How to escape the % (percent) sign in C's printf
How do you escape the % sign when using printf
in C?
printf("hello\%"); /* not like this */
You can escape it by posting a double '%' like this: %%
Using your example:
printf("hello%%");
Escaping the '%' sign is only for printf. If you do:
char a[5];
strcpy(a, "%%");
printf("This is a's value: %s\n", a);
It will print: This is a's value: %%
As others have said, %% will escape the %.
Note, however, that you should never do this:
char c[100];
char *c2;
...
printf(c); /* OR */
printf(c2);
Whenever you have to print a string, always, always, always print it using
printf("%s", c)
to prevent an embedded % from causing problems (memory violations, segmentation faults, etc.).

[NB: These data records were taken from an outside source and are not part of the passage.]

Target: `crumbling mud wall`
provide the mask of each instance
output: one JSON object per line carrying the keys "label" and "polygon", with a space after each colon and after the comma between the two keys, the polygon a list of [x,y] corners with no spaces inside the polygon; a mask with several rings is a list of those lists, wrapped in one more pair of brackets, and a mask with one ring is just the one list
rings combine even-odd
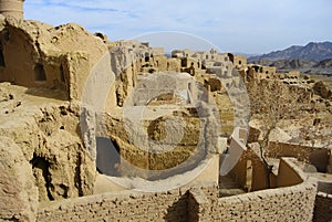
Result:
{"label": "crumbling mud wall", "polygon": [[[218,198],[218,187],[200,183],[156,193],[104,193],[43,205],[39,221],[311,221],[315,181]],[[294,205],[297,208],[294,208]]]}
{"label": "crumbling mud wall", "polygon": [[[217,192],[216,184],[201,184]],[[189,188],[157,193],[104,193],[40,208],[38,221],[188,221]]]}
{"label": "crumbling mud wall", "polygon": [[[81,139],[79,106],[24,94],[24,87],[7,83],[0,86],[0,135],[20,148],[28,170],[25,177],[34,178],[38,187],[38,200],[92,194],[95,163]],[[37,92],[54,96],[51,89]]]}
{"label": "crumbling mud wall", "polygon": [[0,220],[35,221],[38,189],[20,147],[0,137]]}
{"label": "crumbling mud wall", "polygon": [[[291,167],[290,160],[284,161]],[[219,199],[191,192],[189,205],[196,211],[190,210],[188,216],[190,221],[312,221],[317,181],[302,178],[301,183],[293,182],[295,186]]]}
{"label": "crumbling mud wall", "polygon": [[1,20],[0,46],[0,82],[60,88],[72,99],[80,99],[89,72],[108,50],[77,24],[13,18]]}

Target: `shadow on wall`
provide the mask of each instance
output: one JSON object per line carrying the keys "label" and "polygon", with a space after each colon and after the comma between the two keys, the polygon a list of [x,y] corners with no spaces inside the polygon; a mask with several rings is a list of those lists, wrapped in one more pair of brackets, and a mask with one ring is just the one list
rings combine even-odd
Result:
{"label": "shadow on wall", "polygon": [[97,171],[111,177],[120,176],[121,156],[118,145],[110,138],[96,137],[96,150]]}
{"label": "shadow on wall", "polygon": [[183,194],[167,209],[164,220],[166,222],[188,221],[188,193]]}

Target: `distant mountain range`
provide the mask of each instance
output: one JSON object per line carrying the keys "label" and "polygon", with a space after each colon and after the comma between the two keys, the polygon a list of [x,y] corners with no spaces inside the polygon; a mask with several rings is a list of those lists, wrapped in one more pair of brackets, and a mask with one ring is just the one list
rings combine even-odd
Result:
{"label": "distant mountain range", "polygon": [[282,51],[248,57],[248,61],[279,61],[298,59],[315,62],[332,59],[332,42],[310,42],[305,46],[293,45]]}
{"label": "distant mountain range", "polygon": [[298,70],[308,74],[332,75],[332,42],[310,42],[282,51],[248,57],[248,62],[276,66],[279,71]]}

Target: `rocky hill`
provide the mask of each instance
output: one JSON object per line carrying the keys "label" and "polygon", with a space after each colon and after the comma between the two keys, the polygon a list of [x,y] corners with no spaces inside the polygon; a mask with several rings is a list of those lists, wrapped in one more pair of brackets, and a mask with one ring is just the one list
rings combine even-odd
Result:
{"label": "rocky hill", "polygon": [[332,59],[332,42],[310,42],[304,46],[293,45],[286,50],[251,56],[248,59],[248,61],[258,61],[262,59],[268,59],[271,61],[300,59],[319,62],[322,60]]}

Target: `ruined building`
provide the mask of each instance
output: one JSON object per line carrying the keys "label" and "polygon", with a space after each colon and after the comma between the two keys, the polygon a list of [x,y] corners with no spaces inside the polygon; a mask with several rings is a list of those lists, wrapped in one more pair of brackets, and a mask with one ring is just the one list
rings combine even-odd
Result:
{"label": "ruined building", "polygon": [[23,2],[24,0],[1,0],[0,14],[3,17],[23,19]]}
{"label": "ruined building", "polygon": [[[276,159],[274,189],[266,189],[255,147],[246,151],[243,80],[272,80],[276,70],[215,49],[167,57],[75,23],[21,20],[22,3],[0,1],[0,220],[311,221],[331,212],[330,184],[318,193],[297,159]],[[287,146],[276,142],[276,152],[290,154]],[[330,170],[328,151],[300,148]]]}

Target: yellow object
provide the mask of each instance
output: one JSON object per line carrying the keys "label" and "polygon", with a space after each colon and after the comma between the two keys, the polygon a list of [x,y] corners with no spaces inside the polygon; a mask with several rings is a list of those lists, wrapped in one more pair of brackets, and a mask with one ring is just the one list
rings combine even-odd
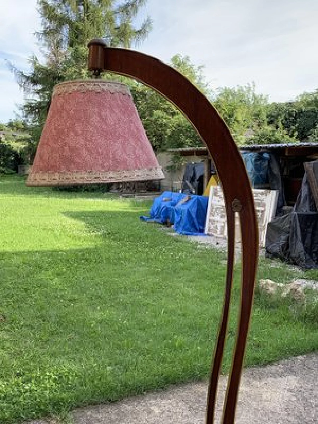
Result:
{"label": "yellow object", "polygon": [[220,179],[219,178],[218,175],[217,174],[212,175],[210,179],[210,181],[208,183],[208,185],[204,189],[203,195],[209,197],[209,195],[210,194],[210,187],[212,185],[218,185],[219,183]]}

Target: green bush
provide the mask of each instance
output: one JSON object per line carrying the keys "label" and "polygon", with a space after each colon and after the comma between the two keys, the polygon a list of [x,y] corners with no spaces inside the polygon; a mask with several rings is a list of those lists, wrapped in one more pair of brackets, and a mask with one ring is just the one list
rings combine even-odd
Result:
{"label": "green bush", "polygon": [[23,162],[20,154],[9,145],[0,143],[0,169],[17,172],[18,165]]}

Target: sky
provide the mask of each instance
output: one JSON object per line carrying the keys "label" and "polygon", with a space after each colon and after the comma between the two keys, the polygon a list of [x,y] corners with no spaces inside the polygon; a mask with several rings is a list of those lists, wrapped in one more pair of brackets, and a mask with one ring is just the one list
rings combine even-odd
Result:
{"label": "sky", "polygon": [[[2,0],[0,122],[14,119],[24,95],[8,65],[29,69],[41,55],[36,0]],[[212,88],[255,82],[271,101],[318,88],[318,0],[148,0],[153,29],[136,50],[165,62],[189,56]]]}

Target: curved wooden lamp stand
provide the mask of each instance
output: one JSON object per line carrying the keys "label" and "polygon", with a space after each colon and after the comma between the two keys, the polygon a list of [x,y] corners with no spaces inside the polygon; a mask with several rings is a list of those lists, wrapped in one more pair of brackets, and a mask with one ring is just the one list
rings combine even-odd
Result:
{"label": "curved wooden lamp stand", "polygon": [[192,122],[213,158],[222,184],[228,231],[224,302],[208,393],[206,424],[214,421],[215,400],[230,305],[235,243],[235,214],[240,216],[242,243],[241,304],[235,351],[229,377],[222,422],[234,421],[243,356],[250,321],[257,260],[257,227],[251,185],[230,132],[210,102],[170,67],[131,50],[108,47],[102,40],[89,44],[89,69],[109,70],[137,80],[172,102]]}

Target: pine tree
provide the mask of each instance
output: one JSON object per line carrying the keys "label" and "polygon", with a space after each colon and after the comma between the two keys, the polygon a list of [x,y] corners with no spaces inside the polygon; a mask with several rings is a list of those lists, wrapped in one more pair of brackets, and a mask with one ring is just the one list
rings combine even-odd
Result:
{"label": "pine tree", "polygon": [[35,148],[54,86],[67,80],[89,77],[87,45],[92,39],[105,38],[110,45],[126,47],[144,39],[151,28],[150,19],[138,27],[134,21],[146,2],[38,0],[42,28],[36,35],[44,47],[44,63],[35,56],[31,58],[28,73],[11,66],[27,98],[21,111]]}

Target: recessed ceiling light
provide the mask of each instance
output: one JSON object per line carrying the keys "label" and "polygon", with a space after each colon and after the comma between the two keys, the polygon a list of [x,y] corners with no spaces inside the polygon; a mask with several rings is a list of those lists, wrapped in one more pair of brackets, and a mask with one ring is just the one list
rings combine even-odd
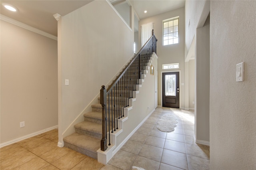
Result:
{"label": "recessed ceiling light", "polygon": [[12,5],[7,4],[3,4],[3,5],[6,8],[10,10],[10,11],[13,11],[14,12],[17,11],[17,8]]}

If there are no formats in the string, you can use puts
(or fputs
):
puts("hello%");
if there is a format in the string:
printf("%.2f%%", 53.2);
As noted in the comments, puts
appends a \n
to the output and fputs
does not.
With itself...
printf("hello%%"); /* like this */
Nitpick:
You don't really escape the %
in the string that specifies the format for the printf()
(and scanf()
) family of functions.
The %
, in the printf()
(and scanf()
) family of functions, starts a conversion specification. One of the rules for conversion specification states that a %
as a conversion specifier (immediately following the %
that started the conversion specification) causes a '%'
character to be written with no argument converted.
The string really has 2 '%'
characters inside (as opposed to escaping characters: "a\bc"
is a string with 3 non null characters; "a%%b"
is a string with 4 non null characters).